Domain wall and Magnetic Tunnel Junction Hybrid for on-chip Learning in UNet architecture
Venkatesh Vadde, Bhaskaran Muralidharan, Abhishek Sharma
TL;DR
The paper tackles energy-efficient on-chip semantic segmentation by implementing UNet entirely in spintronic hardware, using domain-wall MTJ synapses for convolution and orthogonal-current injected SHE-MTJs for ReLU and max-pooling. It introduces a hybrid simulation workflow that couples micromagnetic dynamics, NEGF transport, and circuit models to accurately capture spin-transport, magnetization dynamics, and CMOS behavior. On the CamVid dataset, the hardware-accelerated UNet achieves ~${83.71}\%$ test accuracy with on-chip training energy around ${85.79}\ \mathrm{mJ}$ (for $\Delta=4.58$), and per-image testing energy of about ${1.55}\ \mu\mathrm{J}$, closely matching software performance while delivering substantial energy reductions.
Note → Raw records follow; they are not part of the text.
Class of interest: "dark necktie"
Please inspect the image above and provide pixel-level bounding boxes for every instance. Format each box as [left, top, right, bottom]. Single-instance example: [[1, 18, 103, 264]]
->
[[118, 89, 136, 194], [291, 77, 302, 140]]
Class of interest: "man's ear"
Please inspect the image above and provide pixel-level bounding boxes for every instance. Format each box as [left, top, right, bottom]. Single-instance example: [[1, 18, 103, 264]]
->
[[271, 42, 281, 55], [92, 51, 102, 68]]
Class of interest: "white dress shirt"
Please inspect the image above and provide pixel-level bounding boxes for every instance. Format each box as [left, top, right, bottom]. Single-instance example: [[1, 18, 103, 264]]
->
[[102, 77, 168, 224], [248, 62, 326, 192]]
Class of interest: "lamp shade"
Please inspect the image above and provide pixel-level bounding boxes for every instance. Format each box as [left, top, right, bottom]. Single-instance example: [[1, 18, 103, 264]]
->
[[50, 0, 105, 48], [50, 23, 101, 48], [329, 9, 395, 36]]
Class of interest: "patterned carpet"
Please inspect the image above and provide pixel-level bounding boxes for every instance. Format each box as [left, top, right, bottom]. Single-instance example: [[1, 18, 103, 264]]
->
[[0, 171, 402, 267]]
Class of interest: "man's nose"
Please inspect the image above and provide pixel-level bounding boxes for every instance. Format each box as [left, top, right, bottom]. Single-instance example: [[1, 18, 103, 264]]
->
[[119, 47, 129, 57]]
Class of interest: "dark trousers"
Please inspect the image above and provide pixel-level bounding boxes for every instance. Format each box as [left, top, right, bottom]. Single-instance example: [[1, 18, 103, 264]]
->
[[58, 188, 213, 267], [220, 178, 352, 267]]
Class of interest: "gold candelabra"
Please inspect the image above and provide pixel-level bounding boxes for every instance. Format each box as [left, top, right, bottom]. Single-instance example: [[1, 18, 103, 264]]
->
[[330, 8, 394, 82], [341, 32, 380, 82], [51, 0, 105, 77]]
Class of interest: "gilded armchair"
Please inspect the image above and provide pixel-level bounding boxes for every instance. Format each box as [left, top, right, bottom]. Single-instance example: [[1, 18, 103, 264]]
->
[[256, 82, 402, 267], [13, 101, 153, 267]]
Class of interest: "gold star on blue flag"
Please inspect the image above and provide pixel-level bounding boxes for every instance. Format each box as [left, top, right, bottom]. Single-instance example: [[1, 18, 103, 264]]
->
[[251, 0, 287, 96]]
The work suggests a practical path toward scalable spintronic neuromorphic hardware for complex vision tasks, including a near ${10}\times$ energy improvement by exploiting unstable ferromagnets without sacrificing accuracy.
Abstract
We present spintronic devices based hardware implementation of UNet for segmentation tasks. Our approach involves designing hardware for convolution, deconvolution, rectified activation function (ReLU), and max pooling layers of the UNet architecture. We designed the convolution and deconvolution layers of the network using the synaptic behavior of the domain wall MTJ. We also construct the ReLU and max pooling functions of the network utilizing the spin hall driven orthogonal current injected MTJ. To incorporate the diverse physics of spin-transport, magnetization dynamics, and CMOS elements in our UNet design, we employ a hybrid simulation setup that couples micromagnetic simulation, non-equilibrium Green's function, SPICE simulation along with network implementation. We evaluate our UNet design on the CamVid dataset and achieve segmentation accuracies of 83.71$\%$ on test data, on par with the software implementation with 821mJ of energy consumption for on-chip training over 150 epochs. We further demonstrate nearly one order $(10\times)$ improvement in the energy requirement of the network using unstable ferromagnet ($Δ$=4.58) over the stable ferromagnet ($Δ$=45) based ReLU and max pooling functions while maintaining the similar accuracy. The hybrid architecture comprising domain wall MTJ and unstable FM-based MTJ leads to an on-chip energy consumption of 85.79mJ during training, with a testing energy cost of 1.55 $μJ$.